Moscow - Arab today
Director of the Russian Foreign Ministry’s Non-Proliferation and Arms Control Department Mikhail Ulyanov affirmed on Thursday that the United States desperately prevents international personnel from visiting al-Shayrat air base in Syria’s Homs to investigate the Khan Sheikhoun alleged chemical weapons attack despite the Syrian government’s invitation and its willingness to guarantee the safety of the trip.
He stressed in an exclusive interview with Novosti news agency that the recent allegations by the United States that it has intelligence information about dropping a sarin bomb near Khan Sheikhoun raise serious doubts.
“The US version regarding an aerial bomb being dropped from a Syrian air force plane raises serious doubts,” Ulyanov said in the interview.

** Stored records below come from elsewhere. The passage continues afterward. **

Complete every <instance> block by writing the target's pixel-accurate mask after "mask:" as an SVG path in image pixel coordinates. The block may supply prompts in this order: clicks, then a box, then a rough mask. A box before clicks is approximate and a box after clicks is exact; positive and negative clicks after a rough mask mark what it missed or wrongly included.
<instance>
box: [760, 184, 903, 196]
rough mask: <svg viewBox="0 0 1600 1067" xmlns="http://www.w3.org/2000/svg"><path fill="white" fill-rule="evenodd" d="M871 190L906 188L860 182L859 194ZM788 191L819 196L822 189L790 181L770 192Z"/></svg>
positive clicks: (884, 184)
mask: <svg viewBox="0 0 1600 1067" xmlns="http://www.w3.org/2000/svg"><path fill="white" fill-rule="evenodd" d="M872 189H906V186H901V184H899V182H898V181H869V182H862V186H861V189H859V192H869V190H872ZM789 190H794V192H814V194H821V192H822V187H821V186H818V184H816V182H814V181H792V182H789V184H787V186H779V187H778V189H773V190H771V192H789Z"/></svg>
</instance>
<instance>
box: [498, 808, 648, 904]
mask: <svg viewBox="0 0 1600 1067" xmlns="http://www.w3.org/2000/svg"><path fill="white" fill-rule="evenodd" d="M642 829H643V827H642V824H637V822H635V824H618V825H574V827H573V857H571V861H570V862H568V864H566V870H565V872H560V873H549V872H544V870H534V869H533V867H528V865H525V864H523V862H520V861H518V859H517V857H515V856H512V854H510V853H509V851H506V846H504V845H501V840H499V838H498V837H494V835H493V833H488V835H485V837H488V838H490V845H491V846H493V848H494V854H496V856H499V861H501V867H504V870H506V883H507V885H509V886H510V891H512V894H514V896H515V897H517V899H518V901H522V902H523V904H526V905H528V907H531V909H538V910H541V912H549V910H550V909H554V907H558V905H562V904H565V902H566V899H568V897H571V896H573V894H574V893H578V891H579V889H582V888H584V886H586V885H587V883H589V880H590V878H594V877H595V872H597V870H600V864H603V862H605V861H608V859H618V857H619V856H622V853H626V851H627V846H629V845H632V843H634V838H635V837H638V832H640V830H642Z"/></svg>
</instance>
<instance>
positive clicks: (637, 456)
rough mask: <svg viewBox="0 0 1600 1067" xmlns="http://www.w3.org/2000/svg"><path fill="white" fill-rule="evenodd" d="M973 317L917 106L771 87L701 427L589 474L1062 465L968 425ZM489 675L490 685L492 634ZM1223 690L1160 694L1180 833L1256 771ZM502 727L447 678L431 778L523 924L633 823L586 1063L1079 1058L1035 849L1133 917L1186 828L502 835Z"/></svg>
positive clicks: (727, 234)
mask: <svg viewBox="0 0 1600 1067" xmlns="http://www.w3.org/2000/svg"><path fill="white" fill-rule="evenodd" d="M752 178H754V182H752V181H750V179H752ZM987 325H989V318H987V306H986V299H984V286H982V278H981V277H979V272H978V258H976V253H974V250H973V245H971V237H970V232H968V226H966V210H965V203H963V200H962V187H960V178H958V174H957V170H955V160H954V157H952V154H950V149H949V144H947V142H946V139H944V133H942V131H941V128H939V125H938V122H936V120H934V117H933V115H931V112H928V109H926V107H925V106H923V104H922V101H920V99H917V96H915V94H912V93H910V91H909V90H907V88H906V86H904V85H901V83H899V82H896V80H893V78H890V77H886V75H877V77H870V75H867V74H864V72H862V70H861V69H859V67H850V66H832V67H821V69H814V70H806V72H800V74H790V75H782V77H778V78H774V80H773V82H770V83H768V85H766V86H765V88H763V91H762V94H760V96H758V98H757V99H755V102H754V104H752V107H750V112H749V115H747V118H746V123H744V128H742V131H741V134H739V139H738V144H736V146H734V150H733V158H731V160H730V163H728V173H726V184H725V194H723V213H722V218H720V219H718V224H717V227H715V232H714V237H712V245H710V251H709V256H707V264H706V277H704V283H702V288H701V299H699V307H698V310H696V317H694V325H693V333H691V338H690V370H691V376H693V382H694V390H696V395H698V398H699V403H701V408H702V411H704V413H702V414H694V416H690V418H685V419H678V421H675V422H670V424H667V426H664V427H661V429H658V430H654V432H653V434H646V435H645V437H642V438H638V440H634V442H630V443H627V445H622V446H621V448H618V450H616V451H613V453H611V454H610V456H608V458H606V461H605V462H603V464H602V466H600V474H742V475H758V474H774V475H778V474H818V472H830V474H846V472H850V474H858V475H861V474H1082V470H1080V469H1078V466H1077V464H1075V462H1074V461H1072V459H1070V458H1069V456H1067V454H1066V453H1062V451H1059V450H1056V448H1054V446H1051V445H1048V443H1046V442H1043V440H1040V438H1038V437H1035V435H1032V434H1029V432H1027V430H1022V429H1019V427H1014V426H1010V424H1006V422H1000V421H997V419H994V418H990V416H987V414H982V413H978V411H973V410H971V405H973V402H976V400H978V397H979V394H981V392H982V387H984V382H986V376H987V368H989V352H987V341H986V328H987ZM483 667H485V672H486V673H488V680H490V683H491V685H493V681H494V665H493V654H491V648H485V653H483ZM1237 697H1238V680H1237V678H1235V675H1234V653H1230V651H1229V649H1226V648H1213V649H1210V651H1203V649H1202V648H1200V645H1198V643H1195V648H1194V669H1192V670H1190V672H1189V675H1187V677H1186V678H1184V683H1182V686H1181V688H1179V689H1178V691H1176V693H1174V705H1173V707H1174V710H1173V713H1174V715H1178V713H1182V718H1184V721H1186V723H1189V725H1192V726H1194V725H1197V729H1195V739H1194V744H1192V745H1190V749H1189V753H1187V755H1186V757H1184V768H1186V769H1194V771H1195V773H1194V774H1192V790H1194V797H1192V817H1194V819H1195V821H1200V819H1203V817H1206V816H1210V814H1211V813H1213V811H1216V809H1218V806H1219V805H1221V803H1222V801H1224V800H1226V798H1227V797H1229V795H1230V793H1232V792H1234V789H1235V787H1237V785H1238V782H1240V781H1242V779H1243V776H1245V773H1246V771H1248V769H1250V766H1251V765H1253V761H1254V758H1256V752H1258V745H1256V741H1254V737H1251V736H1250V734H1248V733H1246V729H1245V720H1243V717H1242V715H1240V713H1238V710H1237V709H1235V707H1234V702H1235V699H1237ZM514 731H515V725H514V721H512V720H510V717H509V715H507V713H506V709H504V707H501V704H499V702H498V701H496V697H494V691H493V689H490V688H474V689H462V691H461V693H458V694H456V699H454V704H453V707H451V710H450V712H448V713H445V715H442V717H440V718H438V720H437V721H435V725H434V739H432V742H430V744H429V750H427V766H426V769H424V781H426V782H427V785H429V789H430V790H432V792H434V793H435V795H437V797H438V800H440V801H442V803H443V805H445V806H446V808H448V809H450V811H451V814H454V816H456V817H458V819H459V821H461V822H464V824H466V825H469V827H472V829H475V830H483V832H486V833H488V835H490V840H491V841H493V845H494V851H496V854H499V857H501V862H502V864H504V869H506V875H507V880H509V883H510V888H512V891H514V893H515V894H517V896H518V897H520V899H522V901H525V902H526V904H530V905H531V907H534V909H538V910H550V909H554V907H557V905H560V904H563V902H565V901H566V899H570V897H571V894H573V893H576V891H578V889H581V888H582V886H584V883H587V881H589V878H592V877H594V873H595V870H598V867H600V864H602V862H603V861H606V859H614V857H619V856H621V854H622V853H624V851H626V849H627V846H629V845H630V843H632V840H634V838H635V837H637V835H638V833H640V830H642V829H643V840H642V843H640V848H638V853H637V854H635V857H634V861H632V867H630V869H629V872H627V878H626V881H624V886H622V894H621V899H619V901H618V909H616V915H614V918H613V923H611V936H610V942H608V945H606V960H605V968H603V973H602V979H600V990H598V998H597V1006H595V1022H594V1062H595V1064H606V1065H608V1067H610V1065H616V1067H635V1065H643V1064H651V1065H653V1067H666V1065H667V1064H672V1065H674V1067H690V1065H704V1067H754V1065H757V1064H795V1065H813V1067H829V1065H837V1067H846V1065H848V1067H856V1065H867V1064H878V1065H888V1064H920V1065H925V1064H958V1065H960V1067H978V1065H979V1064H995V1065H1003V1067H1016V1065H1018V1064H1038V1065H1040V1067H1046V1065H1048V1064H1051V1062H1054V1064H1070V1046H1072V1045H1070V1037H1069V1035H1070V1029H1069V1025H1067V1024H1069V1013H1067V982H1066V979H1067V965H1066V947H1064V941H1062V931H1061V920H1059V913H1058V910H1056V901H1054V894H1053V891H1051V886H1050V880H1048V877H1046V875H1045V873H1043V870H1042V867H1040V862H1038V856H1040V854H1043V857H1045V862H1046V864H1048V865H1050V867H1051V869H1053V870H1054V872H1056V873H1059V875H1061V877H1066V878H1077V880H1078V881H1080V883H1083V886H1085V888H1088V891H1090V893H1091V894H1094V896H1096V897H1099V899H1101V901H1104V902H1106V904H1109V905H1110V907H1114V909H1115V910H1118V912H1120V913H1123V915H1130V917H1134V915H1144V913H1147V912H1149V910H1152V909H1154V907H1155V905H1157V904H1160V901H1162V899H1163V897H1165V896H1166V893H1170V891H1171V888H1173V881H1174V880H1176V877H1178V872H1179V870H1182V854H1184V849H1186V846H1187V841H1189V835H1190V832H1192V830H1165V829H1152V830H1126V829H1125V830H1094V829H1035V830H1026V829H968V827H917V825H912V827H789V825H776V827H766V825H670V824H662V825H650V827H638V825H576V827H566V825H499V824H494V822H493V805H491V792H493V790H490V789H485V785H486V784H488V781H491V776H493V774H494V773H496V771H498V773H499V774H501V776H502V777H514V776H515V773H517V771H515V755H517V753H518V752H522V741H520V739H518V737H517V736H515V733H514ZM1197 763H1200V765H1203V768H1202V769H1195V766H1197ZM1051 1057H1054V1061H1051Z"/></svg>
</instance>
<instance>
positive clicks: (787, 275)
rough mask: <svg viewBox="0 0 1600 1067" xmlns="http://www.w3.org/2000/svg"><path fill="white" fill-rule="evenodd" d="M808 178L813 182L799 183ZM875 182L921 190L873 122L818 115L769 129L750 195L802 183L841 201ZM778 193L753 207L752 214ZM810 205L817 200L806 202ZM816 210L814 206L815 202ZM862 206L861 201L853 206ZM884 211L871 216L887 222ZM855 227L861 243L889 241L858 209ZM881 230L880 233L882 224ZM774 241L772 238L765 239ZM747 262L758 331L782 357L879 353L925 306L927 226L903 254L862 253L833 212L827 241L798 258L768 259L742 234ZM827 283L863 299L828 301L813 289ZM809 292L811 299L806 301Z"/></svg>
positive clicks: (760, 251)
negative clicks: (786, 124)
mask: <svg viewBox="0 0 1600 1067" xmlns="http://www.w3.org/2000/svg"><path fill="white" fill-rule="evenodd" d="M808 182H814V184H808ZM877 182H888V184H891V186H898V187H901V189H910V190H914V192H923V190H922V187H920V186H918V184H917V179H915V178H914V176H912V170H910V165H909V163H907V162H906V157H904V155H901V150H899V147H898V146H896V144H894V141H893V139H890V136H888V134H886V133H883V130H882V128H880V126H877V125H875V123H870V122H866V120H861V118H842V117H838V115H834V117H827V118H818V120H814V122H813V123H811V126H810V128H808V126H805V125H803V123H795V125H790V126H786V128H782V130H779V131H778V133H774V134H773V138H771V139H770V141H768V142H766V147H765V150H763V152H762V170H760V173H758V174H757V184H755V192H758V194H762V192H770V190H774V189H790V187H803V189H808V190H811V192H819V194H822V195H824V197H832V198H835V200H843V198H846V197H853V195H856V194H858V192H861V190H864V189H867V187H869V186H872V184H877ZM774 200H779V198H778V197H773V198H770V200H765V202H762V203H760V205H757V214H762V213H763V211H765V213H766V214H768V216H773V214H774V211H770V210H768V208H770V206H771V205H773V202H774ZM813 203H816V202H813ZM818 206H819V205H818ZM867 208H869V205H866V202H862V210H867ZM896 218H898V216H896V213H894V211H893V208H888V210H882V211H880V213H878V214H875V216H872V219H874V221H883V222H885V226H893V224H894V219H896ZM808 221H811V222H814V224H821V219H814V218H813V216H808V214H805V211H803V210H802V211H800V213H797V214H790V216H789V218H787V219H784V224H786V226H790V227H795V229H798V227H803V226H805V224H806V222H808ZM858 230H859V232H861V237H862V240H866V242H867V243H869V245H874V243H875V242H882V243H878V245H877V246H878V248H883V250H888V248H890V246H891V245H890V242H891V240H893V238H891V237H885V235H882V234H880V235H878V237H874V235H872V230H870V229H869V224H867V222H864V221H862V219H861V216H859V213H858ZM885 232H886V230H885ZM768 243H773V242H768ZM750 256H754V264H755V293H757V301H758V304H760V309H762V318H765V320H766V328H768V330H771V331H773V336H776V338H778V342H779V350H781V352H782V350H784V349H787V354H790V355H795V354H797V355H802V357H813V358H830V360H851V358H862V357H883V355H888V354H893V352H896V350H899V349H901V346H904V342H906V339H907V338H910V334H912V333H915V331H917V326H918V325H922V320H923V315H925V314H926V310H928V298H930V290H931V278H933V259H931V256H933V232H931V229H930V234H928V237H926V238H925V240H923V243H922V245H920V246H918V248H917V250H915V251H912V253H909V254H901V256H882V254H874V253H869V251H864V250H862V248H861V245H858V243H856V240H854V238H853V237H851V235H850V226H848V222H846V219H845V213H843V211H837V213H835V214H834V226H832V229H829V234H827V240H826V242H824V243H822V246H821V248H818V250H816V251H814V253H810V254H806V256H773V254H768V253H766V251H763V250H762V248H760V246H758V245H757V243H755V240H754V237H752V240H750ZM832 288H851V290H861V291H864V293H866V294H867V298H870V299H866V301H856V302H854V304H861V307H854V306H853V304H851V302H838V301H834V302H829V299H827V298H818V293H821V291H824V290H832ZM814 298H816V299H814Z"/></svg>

“Elementary logic suggests that Washington should have insisted on an urgent visit to Shayrat by the UN and OPCW specialists in order to incriminate Damascus on an international level of violating the Convention on the Prohibition of Chemical Weapons,” he noted, adding that the United States attacked the site three days after the April 4 chemical incident.
“But no, the United States desperately prevents international personnel from visiting the air base despite the Syrian government’s invitation and its willingness to guarantee the safety of the trip,” he said.
Commenting on footage allegedly filmed by the opposition at the site of the April 4 incident in Idleb province and was taken by Washington as possible evidence of a chemical attack in the town, Ulyanov said that in many of these pictures and video clips no pieces or parts of aerial bombs can be seen, but what can be seen clearly in the crater of the explosion is a metal tube, which suggests that the ammunition that was stuffed with sarin was detonated on the ground by those armed groups that control the area of Khan Sheikhoun.
“Such a high degree of readiness to respond, and not in a metropolis but in a small provincial town with a population of 40,000, suggests that the ‘rescuers’ were on the scene before it happened,” he said.
“References to the presence of irrefutable proof in the American intelligence community, which remain unpresented, do not have any credibility, especially since the memory of the confusion surrounding the ‘weapons of mass destruction of Saddam Hussein’ is still fresh,” he noted.